Quest’ultimo attentato ci dice che il pericolo è sempre vivo, a dispetto delle repressioni dell’ex generale e ora presidente Al Sisi, del ruolo assunto dai militari, del bando imposto ai Fratelli Musulmani e, come dicevamo prima, della presunta guerra al terrorismo islamico che diciamo di combattere. Una guerra che fu proclamata quindici anni fa, dopo gli attentati delle Torri Gemelle, e che non ha dato risultati apprezzabili. Dal 2000 a oggi le vittime per atti di terrorismo, nel mondo, sono aumentate di nove volte, con un’escalation diventata negli ultimi anni drammatica: dai 10 mila morti del 2011 siamo infatti arrivati ai 33 mila del 2015.

Per disarmare il terrorismo islamico, ormai è più che chiaro, bisogna fermare chi lo finanzia e lo protegge. Cosa che le alleanze internazionali e i rapporti d’affari non permettono. Ma abbiamo anche visto a che prezzo: un pezzo di mondo in fiamme, la paura della violenza in Europa, flussi migratori fuori controllo, settarismo, guerre. Parlano chiaro l’Iraq, la Libia, la Siria.

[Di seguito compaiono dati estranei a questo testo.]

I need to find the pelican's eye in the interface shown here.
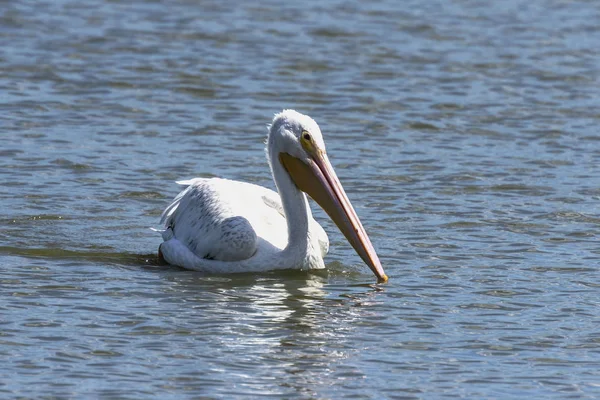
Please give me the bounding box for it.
[300,131,317,154]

Destabilizzare l’Egitto, che ha il Sinai affacciato su Israele e Arabia Saudita e l’Alto Nilo che fa da porta all’Africa sub-sahariana, è l’obiettivo che da anni l’islamismo si propone. Vorrebbe dire collegare i peggiori conflitti del Medio Oriente con i traumi più gravi dell’Africa. Il tutto alle porte dell’Europa. Ci pensino un po’ su tutti coloro che ancora credono che tra esportare la democrazia e diffondere fast-food e telefonini non ci sia differenza.